The Resume Classification Project is a machine learning application designed to automatically classify resumes into specific job roles (e.g., Data Scientist, Web Developer, etc.) based on the content of the resume. Here's a detailed explanation of how the project works and what it includes:
🔍 Project Overview The goal is to build a web-based app that accepts a resume (in .txt or .pdf format), processes its content, and predicts the most suitable job role using a trained machine learning model.
What problems does it solve? It reduces the time and manual effort involved in screening resumes, helping recruiters and hiring platforms identify the right candidate fit more efficiently.

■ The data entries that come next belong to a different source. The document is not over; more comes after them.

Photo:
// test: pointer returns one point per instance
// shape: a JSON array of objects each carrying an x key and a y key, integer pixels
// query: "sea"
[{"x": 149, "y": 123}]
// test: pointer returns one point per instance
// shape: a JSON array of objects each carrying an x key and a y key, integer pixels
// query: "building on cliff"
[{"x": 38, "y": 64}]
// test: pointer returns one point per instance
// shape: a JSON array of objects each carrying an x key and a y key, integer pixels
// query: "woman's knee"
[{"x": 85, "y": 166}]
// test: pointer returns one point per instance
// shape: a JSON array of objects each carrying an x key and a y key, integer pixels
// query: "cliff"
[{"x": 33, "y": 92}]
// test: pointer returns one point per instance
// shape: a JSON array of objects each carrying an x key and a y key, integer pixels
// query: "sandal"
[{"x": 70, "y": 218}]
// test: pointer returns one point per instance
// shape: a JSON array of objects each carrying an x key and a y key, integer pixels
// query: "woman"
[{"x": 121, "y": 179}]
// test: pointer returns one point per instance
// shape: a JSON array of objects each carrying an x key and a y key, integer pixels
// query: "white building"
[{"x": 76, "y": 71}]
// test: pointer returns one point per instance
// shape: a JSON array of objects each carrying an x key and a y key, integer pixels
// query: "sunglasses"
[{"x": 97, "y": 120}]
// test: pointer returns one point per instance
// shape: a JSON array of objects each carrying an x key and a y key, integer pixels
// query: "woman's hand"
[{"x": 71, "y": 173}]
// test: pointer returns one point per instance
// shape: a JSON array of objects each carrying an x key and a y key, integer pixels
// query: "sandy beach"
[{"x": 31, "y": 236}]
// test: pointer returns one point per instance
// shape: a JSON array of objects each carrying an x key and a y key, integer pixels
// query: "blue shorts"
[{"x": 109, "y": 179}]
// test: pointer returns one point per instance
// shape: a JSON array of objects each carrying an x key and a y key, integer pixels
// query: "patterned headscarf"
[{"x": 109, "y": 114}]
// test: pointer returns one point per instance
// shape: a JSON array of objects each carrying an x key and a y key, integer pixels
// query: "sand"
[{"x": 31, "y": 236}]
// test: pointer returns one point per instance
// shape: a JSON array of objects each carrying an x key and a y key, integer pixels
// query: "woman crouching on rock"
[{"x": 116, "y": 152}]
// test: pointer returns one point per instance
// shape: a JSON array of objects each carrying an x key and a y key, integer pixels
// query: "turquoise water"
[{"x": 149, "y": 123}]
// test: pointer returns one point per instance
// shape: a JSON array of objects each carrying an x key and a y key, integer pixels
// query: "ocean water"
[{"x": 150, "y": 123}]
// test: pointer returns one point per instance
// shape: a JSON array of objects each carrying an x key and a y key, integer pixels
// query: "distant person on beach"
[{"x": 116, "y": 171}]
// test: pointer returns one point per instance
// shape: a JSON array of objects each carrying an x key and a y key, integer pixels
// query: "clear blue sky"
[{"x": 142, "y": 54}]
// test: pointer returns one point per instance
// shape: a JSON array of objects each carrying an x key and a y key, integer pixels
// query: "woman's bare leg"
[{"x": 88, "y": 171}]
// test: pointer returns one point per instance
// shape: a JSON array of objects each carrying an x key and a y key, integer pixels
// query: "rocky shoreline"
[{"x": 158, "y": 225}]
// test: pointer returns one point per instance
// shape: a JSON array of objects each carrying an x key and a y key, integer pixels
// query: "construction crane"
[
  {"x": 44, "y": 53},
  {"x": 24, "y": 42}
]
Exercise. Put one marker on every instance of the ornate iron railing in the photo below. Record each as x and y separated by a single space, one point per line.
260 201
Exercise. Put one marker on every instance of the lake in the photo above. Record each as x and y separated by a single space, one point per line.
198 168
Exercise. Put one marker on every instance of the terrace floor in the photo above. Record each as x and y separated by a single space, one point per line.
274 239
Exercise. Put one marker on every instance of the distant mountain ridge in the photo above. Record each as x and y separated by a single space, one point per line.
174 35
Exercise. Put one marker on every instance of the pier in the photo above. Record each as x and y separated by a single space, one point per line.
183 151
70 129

🧠 Key Components Frontend/UI: Built with Streamlit, a Python library for building web apps for ML/data science. Users can upload resumes in .txt or .pdf formats. Shows extracted resume text and displays predicted job role.
Text Extraction: For PDF files, uses: PyPDF2 for extracting text from standard PDFs. pdf2image + pytesseract for OCR-based extraction from graphically designed PDFs (containing images or fancy fonts). For .txt files, reads the text directly.
Preprocessing & Vectorization: Text is converted to lowercase and then transformed using TF-IDF vectorization (TfidfVectorizer.pkl), which converts text to numerical format suitable for ML models.
Machine Learning Model: Uses a K-Nearest Neighbors (KNN) model (KNN.pkl) trained on labeled resume data.
Model predicts a numerical label, which is decoded to a job title using a LabelEncoder (label_encoder.pkl).
🛠️ Tech Stack Python Streamlit – Web interface scikit-learn – Model training and prediction PyPDF2, pdf2image, pytesseract – PDF text extraction pickle – Loading trained models and vectorizers
Future Work: I plan to enhance my Resume Classification project by incorporating more diverse datasets, improving model accuracy with advanced NLP techniques.